Марина пришла в себя. Она посмотрела на Белоненко и снова перевела благодарный взгляд на Левицкую.
— Я ничего им не скажу. Я понимаю — нельзя. Но мне бы очень хотелось сказать Маше. Она будет так рада.
— Дело в том, Воронова, — помедлив, произнес Белоненко, — дело в том, что с Добрыниной у нас получилась заминка. Управление отказало в ее расконвоировании. А у нас в колонии все заключенные, которых я возьму с собой, должны ходить без конвоя — там же совершенно другой режим. Но вы не огорчайтесь: помощницу вашу я все-таки заберу к себе. Может быть, не так уж скоро, но заберу. А теперь… одну минуточку, Галина Владимировна, я должен дать Вороновой небольшое оперативное задание. Нам тут нужно кое-что выяснить. Так вот, вы будете действовать так…

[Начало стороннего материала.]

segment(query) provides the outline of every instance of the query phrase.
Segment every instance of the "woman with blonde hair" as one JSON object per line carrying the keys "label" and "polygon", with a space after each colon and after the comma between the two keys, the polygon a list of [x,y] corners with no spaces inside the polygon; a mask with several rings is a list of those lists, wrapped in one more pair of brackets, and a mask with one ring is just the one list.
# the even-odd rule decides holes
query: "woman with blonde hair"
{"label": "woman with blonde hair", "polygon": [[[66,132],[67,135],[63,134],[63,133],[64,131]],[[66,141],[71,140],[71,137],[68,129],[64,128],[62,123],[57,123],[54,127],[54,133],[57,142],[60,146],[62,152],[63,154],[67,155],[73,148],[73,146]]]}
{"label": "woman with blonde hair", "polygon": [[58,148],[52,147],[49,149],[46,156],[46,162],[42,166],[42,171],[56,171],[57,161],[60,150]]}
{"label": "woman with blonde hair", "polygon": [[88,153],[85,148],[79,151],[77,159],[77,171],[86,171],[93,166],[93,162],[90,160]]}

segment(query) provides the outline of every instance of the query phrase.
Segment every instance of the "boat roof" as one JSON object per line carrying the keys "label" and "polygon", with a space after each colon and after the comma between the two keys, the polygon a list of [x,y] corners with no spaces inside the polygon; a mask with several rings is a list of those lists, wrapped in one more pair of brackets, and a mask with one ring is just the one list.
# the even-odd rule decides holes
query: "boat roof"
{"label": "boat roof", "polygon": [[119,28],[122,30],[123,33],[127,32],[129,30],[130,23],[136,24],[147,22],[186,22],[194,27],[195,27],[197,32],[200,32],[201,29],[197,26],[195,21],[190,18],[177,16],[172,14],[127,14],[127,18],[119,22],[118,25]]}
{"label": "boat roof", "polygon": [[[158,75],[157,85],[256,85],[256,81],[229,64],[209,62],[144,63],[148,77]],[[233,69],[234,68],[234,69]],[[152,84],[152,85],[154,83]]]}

Бригада встретила Марину молчанием. Все отложили работу. Маша пошла ей навстречу.
— Ну что?
— Да ничего особенного.
Марина старалась говорить спокойно, но спокойствие это давалось ей нелегко. Прежде чем идти в цех, она минут пятнадцать ходила по жилой зоне, заглянула в контору, в библиотеку, — с тем чтобы успокоиться и обдумать, как держать себя дальше.
— Ничего особенного. Вызывали всех бригадиров. Начальник прочитал нам записку, которую нашли в сапожной. Глебова отправляют вовсе не потому, что об этом требовали в записке, — Глебов давно был на замечании у коменданта. А Леша Медведев получил трое суток за игру в карты.
— Ну, а про сапожку? — нетерпеливо крикнула Мышка. — Что он про сапожку говорил?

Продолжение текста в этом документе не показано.